O meu primeiro grande projeto foi colocar o suporte para múltiplos vídeos, cada um com sua quantidade de linhas, colunas e memória. A maior dificuldade era como apresentar estes múltiplos vídeos simultaneamente em janelas. Para garantir um bom desempenho, era conveniente que as janelas não pudessem ser sobrepostas (ou seja, que todas as janelas tivessem um contorno retangular).
Foram várias discussões até chegarmos numa solução intuitiva para o usuário e de implementação eficiente: as janelas eram definidas "puxando" o vídeo (como uma cortina) a partir de uma das bordas da tela. Um pouco de trabalho adicional permitiu deixar configurável a presença de de uma moldura nas janelas.
Comunicação Síncrona
O recursos de múltiplos vídeos foi usado inicialmente na emulação do terminal TD-830 da Burroughs (que foi desenvolvida simultaneamente). Conseguimos logo um grande cliente para esta emulação, mas dois problemas surgiram.
O primeiro é que este cliente usava a comunicação síncrona ao invés de assíncrona. Eu só tinha conhecimentos teóricos de comunicação síncrona e, na falta de acesso a um mainframe, os testes tiveram que ser feitos comunicando com um outro micro. Não estava muito seguro com relação a resultado quando fui até o cliente (uma longa viagem de ônibus até o Paraná), mas tudo correu bem.
Atributos de Vídeo
O outro problema e que originalmente o Z não implementava atributos de vídeo (reverso, intenso, invisível e piscante). Ocorre que a empresa que ia usar a emulação tinha como logotipo um pinheiro e na entrada do sistema deles o pinheiro era apresentado... usando vídeo reverso.
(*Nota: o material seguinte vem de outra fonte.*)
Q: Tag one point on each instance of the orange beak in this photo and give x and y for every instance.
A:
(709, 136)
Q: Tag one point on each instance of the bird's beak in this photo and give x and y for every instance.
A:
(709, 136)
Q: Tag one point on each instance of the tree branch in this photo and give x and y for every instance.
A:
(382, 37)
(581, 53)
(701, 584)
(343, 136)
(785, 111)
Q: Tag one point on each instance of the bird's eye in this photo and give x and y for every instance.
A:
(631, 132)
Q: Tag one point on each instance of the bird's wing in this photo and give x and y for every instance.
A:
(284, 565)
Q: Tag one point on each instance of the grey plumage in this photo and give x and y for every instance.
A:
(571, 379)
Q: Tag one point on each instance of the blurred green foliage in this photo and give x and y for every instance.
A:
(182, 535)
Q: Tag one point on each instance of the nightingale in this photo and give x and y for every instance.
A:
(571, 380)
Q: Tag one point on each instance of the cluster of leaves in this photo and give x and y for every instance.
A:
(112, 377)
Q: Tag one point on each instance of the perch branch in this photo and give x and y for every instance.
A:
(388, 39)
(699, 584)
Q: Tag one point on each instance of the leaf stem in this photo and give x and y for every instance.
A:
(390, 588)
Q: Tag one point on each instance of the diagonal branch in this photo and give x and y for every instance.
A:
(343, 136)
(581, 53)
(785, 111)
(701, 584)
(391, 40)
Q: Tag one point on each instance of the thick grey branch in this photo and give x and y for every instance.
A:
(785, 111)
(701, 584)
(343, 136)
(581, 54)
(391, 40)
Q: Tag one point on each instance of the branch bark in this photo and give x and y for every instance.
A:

Apesar da boa impressão com o Z, ficou nítida a decepção do cliente na primeira demonstração.
Não vou entrar aqui nos detalhes técnicos (inclusive porque não me lembro!), mas deu bastante trabalho implementar os atributos. E, alguns meses depois, o código foi jogado fora. Ocorre que o que eu implementei foi o chamado "atributo de caracter", onde cada caracter tem um atributo que o afeta. Mais para frente, para emular terminais IBM, foi preciso emular também os "atributos de campo" onde um atributo vale para os caracteres seguintes até chegar num outro atributo (ou, dependendo do terminal, chegar no fim da tela).
Neste ponto já tínhamos mais projetistas (lembre-se que a Humana crescia exponencialmente nesta época) e a reescrita da atualização do vídeo foi feito (com maestria) por outra pessoa. Como a atualização do vídeo era um ponto crítico, a maior parte do código estava em Assembly.
Interfaces e Modems
Com a inclusão do suporte a interfaces síncronas a configuração de interfaces ficou mais confusa. A parte de modens também exigia a entrada de alguns "encantamentos" na configuração. Era preciso dar alguma estruturação nisto.
A ideia adotada neste primeiro momento foi criar uma espécie de "dicionário" de interfaces e modems, em um arquivo externo. O Z processava este arquivo para fornecer opções hierárquicas (tipo ASSINCRONA:PADRAO) na seleção de interface e modem e selecionar adequadamente os campos a apresentar, os valores aceitos e os valores default.
Foi uma mexida delicada, que em alguns momentos pensei que não ia conseguir terminar. Lembro que queríamos mostrar numa feira no Rio e na véspera da abertura eu estava na varanda do hotel tentando tirar os bugs...
Anos depois esta parte também seria jogada fora, Na versão 2 do Zapt (sucessor do Z) passamos a ter drivers externos para interfaces e modems.
Na medida do possível, essa era a filosofia de desenvolvimento da Humana: ir aperfeiçoando o software sem ter medo de abandonar o que ficava obsoleto.